Abstract

All results in this paper are based upon a new dataset consisting in 60 Swadesh lists of 207 items, overall 12,420 terms collected during 2018-2019. Each list corresponds to a different variety of Malagasy, which is not simply identified by the name of the ethnicity but also by the precise location where the variety was collected. This is very important since some traditional ethnic groups are a heritage of historical events rather than representing communities with similar habits and dialects. This new dataset is by far the best available, both for dimension and completeness. The varieties are classified both by standard tools, as the trees generated by UPGMA and NJ which privilege genealogy by detecting vertical transmissions, and by a new method which privileges horizontal exchanges. The new method results in a two-dimensional chart of Madagascar which realistically reproduces geography despite being generated only by comparison of words. The landing date of the ancestors of Malagasy is determined about 650 CE. This result is obtained by a straightforward approach based on the comparison of the UPGMA Malagasy family tree with the analogous tree of Romance family of languages for which all dates are well historically attested. We also propose an improved definition of Diversity computed for every locus in Madagascar and not only in places where the dialects were collected.

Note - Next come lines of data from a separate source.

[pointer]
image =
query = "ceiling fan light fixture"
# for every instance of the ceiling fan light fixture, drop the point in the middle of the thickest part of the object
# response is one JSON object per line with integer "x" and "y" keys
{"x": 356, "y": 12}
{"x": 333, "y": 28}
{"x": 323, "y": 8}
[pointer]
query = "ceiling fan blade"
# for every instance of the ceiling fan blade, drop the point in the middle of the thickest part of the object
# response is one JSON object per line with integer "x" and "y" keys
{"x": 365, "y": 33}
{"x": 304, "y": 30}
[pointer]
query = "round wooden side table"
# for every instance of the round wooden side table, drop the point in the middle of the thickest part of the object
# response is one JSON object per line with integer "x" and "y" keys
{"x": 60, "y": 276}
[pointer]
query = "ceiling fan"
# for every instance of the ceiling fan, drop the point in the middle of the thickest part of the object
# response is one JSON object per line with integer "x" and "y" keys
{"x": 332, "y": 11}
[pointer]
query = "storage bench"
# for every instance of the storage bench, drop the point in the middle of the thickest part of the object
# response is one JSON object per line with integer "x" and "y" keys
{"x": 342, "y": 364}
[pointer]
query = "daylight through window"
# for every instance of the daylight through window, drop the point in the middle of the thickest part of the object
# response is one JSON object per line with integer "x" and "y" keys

Moreover, Diversity becomes a locally determined quantity as it is usually in biology. Diversity differences point to the South-East coast as the location where the first colonizers landed or, at least, where Malagasy variants started their dispersion. Finally, we find that the dialect spoken by the Mikea, a hunter-gatherer people in the South-West of Madagascar, is not very different from the variants of their neighbours Vezo and Masikoro. Therefore, Mikea unlikely can be linked to eventual aboriginal populations living in Madagascar prior to the main colonization event in 650 CE.

Highlights

  • In this paper we produce cladograms by standard tools as Unweighted Pair Group Method Average (UPGMA) and Neighbor Joining (NJ), and we propose a new method of classification which better accounts for the fact that in a strongly inter-related network of varieties a simple genealogical description of language relations is inadequate

  • We propose that the colonization started from the South-East of the Island adapting a simple argument from linguistics which identifies the location of maximum linguistic Diversity with the homeland of a family of languages

  • There are various possible choices for the algorithm for the reconstruction of the family tree, we show the tree generated by Unweighted Pair Group Method Average (UPGMA) and by Neighbor Joining (NJ)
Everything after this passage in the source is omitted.